Bridging the Gap:  Behind the Campus Rejuvenation and Beautification Project

Construction to the bridge on Elton C. Harrison drive near the back of a campus. 

Jodeci Ashford/DIGEST

Trees came down and machines whirled as work began on an ambitious campus rejuvenation project on the week of September 2. Part of a three-step plan to replace the temporary bridge along Elton C. Harrison Dr. and the road leading to the Agricultural Center, the project is scheduled to run from this semester to the last month or so of Spring 2020.

The three phases include a new main road leading from Mills Avenue to the service exit in the back of campus by the university apartments, a new bridge to replace the temporary bridge, and the aforementioned road towards the Ag. Center in addition to a new sidewalk along the road. 

The first part of phase one is clearing out the foliage and debris along the water way that bisects the campus and runs underneath the Ag. Center road, the bridge, and the pedestrian bridge by the Southern University Law Center. The water way in question is a water outlet for Scotlandville’s drainage system.

The bridge collapse back in 2012 was due to an undersized culvert, or underground drainage pipe. A large culvert for the water was inserted directly underneath the bridge to allow water to flow underneath unseen. Because the culvert was undersized, it was unable to handle the large volume of water the waterway regularly saw. The water got backed up and rose much higher than expected. As the water would gradually begin to drain, it would create a powerful, swirling vortex that overtime eroded the foundation, ultimately causing the bridge to collapse. To rectify this problem, the new drainage system will not only have a significantly larger culvert, the new one is about 2.5 times the size of the first one, but will also have four of them. 

The embankments along both sides of the water way of road leading to the Agricultural Center are also being cleared of obstructions to allow the water way to be seen by pedestrians. The plan is to turn the whole area into a picturesque area of nice green, lush greenery being contrasted by dark stones lining the banks. The area currently occupied by the green sinkhole is going to be filled in with dirt and be used as a potential path for pedestrians to walk over.

After the clearing is created, phase one also calls for the paving of the service road leading from the University Apartments to Mills Avenue and serve as a detour road during the months that the temporary bridge is being replaced. A checkpoint, lights, and a fence are all going to be installed to ensure student safety.

SUS Director of Facilities Planning, Eli. G. Guillory III wants to assure students and visitors that the safety and well-being of residents in the back of campus is of the utmost importance, “We are coordinating with campus police to ensure student safety. If there are any concerns, we will address them and we will remain vigilante.”

Phase two calls for the actual replacement of the temporary bridge. During this time, the aforementioned road to Mills Avenue will be opened and serve as the entrance and exit to the dormitories in the back of campus.

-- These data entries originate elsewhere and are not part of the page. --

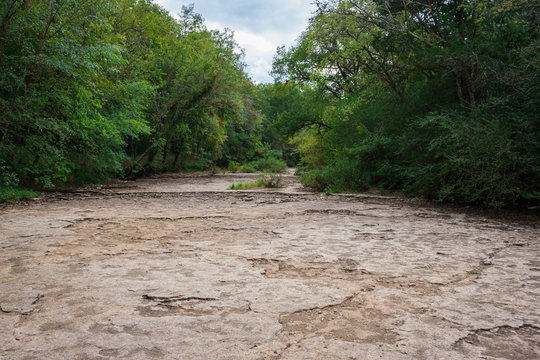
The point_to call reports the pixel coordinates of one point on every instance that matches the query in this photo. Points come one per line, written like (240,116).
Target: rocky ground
(179,267)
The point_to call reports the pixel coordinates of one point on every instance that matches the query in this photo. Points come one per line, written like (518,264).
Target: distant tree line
(94,89)
(439,98)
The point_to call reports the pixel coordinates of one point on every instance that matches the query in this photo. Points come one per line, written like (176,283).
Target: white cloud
(259,26)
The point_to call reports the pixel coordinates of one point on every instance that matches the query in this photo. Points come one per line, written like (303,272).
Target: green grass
(265,181)
(9,194)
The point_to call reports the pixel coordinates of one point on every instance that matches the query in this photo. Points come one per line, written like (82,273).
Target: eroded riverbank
(178,267)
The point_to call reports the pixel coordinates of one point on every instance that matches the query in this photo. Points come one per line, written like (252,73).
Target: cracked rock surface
(179,267)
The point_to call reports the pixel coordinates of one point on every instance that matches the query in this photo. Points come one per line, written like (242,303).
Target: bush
(9,194)
(265,181)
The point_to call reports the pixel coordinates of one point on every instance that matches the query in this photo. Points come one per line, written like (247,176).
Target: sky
(259,26)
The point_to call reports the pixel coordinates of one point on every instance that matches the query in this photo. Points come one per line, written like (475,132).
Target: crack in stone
(493,329)
(176,298)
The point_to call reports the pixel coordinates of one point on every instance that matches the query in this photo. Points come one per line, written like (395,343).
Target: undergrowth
(9,194)
(265,181)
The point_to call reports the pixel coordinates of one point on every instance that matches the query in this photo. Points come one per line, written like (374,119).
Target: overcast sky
(259,26)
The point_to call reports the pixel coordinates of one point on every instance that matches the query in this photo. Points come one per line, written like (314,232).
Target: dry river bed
(179,267)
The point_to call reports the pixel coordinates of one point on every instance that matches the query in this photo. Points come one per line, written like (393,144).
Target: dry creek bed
(179,267)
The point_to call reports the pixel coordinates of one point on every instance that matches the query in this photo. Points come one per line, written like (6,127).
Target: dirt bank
(178,267)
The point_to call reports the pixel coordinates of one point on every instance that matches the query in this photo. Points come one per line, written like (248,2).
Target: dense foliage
(437,98)
(90,89)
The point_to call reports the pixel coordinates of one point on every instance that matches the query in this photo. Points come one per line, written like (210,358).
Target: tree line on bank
(434,98)
(94,89)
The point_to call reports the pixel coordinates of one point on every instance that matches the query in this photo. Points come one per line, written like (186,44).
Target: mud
(179,267)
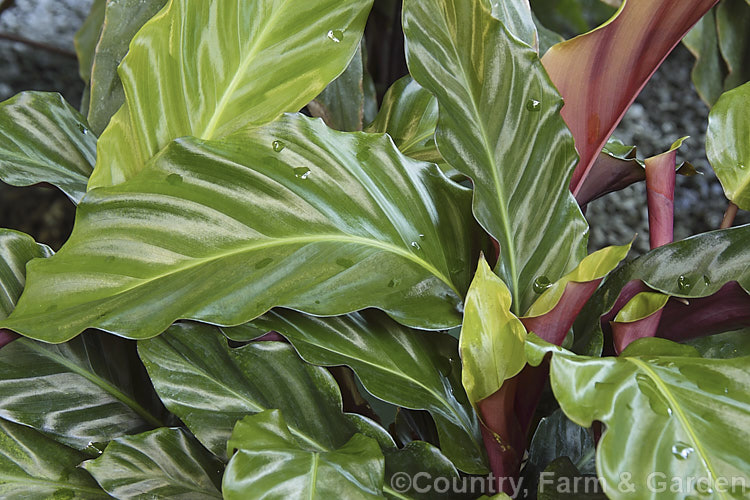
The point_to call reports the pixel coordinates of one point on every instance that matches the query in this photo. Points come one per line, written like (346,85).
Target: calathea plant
(245,282)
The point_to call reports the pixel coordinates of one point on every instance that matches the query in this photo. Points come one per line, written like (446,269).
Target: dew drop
(533,105)
(302,173)
(541,284)
(683,283)
(174,179)
(682,451)
(336,35)
(263,263)
(346,263)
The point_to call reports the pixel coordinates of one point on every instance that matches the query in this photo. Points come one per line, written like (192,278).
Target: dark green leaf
(409,114)
(208,69)
(16,249)
(43,139)
(271,460)
(223,231)
(411,369)
(500,125)
(122,19)
(211,386)
(694,413)
(34,466)
(82,392)
(163,463)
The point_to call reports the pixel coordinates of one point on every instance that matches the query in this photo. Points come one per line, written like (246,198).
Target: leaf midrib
(210,128)
(96,380)
(509,252)
(322,238)
(677,409)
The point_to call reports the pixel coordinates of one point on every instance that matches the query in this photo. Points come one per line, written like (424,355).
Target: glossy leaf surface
(223,231)
(163,463)
(599,74)
(695,413)
(34,466)
(211,386)
(43,139)
(270,459)
(517,151)
(122,19)
(187,76)
(408,368)
(409,114)
(492,338)
(728,146)
(81,392)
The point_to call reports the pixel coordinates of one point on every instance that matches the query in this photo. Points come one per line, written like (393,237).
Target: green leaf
(208,69)
(86,38)
(594,267)
(122,19)
(492,338)
(270,459)
(211,386)
(409,114)
(500,125)
(43,139)
(16,250)
(408,368)
(81,392)
(223,231)
(727,144)
(694,412)
(163,463)
(34,466)
(342,104)
(695,267)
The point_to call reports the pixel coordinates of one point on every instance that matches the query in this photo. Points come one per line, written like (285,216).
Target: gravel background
(667,109)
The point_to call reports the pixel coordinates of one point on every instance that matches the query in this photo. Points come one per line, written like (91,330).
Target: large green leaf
(693,412)
(211,386)
(223,231)
(85,391)
(728,146)
(122,19)
(16,249)
(492,338)
(411,369)
(270,459)
(163,463)
(43,139)
(695,267)
(207,69)
(34,466)
(500,125)
(409,114)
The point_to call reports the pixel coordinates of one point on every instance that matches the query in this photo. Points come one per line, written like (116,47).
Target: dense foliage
(279,287)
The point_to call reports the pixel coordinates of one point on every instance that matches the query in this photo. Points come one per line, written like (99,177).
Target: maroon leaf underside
(599,74)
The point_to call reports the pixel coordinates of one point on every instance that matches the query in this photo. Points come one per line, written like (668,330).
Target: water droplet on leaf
(346,263)
(336,35)
(174,179)
(683,283)
(302,173)
(682,451)
(541,284)
(263,263)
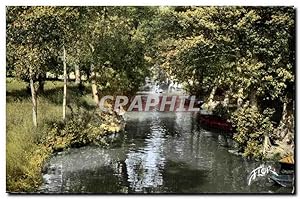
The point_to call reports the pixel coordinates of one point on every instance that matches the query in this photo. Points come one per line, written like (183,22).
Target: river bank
(28,148)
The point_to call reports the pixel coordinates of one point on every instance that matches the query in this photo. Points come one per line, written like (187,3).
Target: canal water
(163,152)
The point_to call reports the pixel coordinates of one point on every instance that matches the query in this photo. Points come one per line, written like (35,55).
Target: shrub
(251,128)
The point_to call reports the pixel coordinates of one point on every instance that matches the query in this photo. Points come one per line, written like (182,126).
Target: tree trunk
(212,95)
(77,75)
(252,98)
(94,85)
(226,98)
(34,100)
(41,86)
(65,83)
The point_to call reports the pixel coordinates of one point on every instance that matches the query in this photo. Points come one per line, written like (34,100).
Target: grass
(25,151)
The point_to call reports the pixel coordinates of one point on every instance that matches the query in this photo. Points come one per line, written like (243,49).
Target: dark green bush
(251,128)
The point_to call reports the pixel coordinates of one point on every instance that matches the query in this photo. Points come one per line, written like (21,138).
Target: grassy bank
(28,147)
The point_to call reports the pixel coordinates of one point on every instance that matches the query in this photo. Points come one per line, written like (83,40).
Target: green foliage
(251,128)
(27,147)
(221,111)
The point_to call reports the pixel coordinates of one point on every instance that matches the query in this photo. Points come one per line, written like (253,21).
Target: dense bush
(251,129)
(221,111)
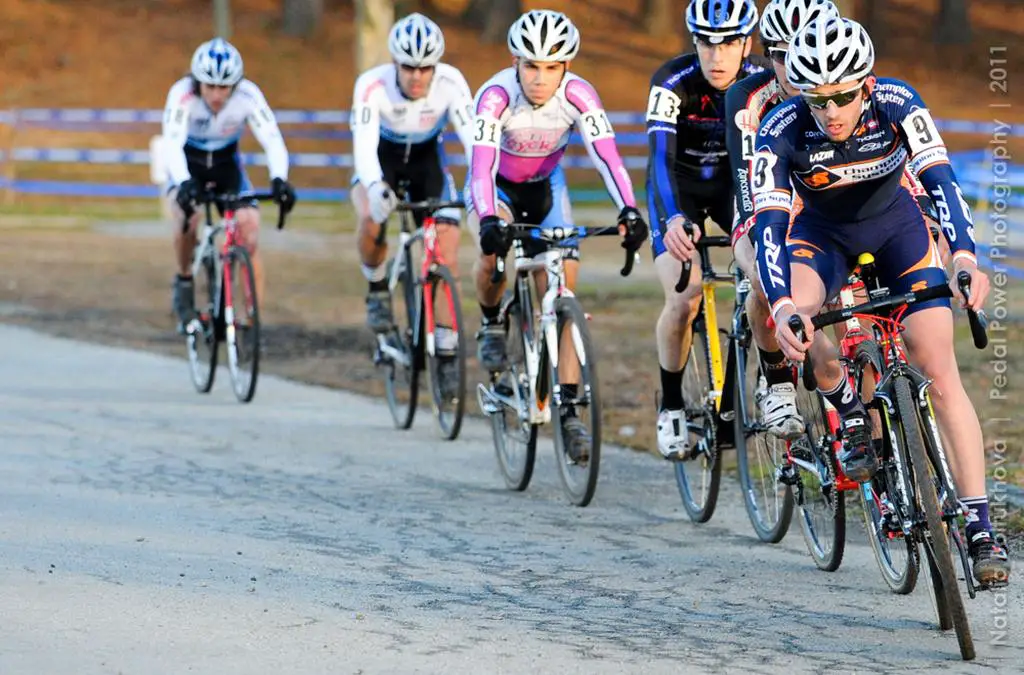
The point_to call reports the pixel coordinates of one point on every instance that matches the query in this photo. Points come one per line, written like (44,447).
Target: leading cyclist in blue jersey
(842,144)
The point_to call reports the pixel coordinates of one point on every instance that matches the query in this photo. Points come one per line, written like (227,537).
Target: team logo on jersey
(818,177)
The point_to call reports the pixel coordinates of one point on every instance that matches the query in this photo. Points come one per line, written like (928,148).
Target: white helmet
(781,19)
(543,35)
(718,19)
(217,62)
(828,51)
(415,40)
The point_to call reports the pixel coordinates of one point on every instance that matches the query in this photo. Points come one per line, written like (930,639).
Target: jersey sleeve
(664,103)
(264,126)
(365,122)
(929,161)
(772,190)
(740,133)
(461,114)
(175,132)
(492,102)
(599,137)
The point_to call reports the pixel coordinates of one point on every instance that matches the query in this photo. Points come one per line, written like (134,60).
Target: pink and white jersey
(524,142)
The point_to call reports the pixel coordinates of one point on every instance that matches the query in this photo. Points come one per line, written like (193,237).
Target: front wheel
(241,323)
(577,421)
(448,366)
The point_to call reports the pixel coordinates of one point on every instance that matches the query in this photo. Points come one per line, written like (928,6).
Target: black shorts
(716,202)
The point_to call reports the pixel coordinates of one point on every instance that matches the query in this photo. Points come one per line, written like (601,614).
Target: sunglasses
(841,98)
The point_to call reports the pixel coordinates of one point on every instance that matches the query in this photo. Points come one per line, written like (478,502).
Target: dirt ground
(108,281)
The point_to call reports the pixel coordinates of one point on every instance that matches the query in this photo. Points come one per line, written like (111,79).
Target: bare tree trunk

Phase three is the replacement of the Ag. Center road and sidewalks. This is an important step as the current road to the Ag. Center is sinking into the ground. While at the moment, there is no risk to students, the road has the potential to become a serious safety concern sometime down the line, so rather than wait, administration is thinking preemptively in replacing the road.

All in all, the service road is expected to be paved by December. The bridge on Elton C. Harrison is then going to be closed from around Dec. to the end of February, and the service entrance is going to be the only way to enter and exit from the back of campus. Construction will then start on the Ag. Center road when the bridge is completed and reopened in Feb. and will continue until about April. This is if everything goes absolutely perfect with minimal delays due to weather or other circumstances and, as such, is subject to change.

The Director of Physical Plant and Maintenance Department, Frank M. Pitts, wants students and visitors to understand that the timeline is flexible, “Change doesn’t happen overnight. Construction is a slow process that takes time, so please just be patient and understand the vision we are trying to achieve.” 

Mr. Pitts has also successfully lobbied for the machinery currently being used to clear the foliage by Elton C. Harrison and the Ag. Center road to be used to clear some of the trees by the pedestrian bridge by the law center, as well as the trash and debris under said bridge and throughout the entire waterway is going to be removed.

When asked about how he felt about the changes, President of the Student Body, Donald Dunbar, says that he is excited to see where Southern is going to be in a couple years, “The changes being made on Southern’s campus shows that administration is listening. It shows that Southern can change and evolve, and it makes me excited and proud that I am able to serve as the SGA president.”

The campus rejuvenation project is just one of many campus improvements that have been planned and/or executed. Southern is changing and attempting to modernize the campus, something that it desperately needs to do in order to compete with other institutions. So, on behalf of the Office of Student Media, students, please be patient and start picking up your trash. Administration is finally listening to all of our complaints and is fixing them, but the campus is still going to look horrible because there’s trash everywhere. Let’s do our part in rejuvenating the campus by respecting it and keeping it clean.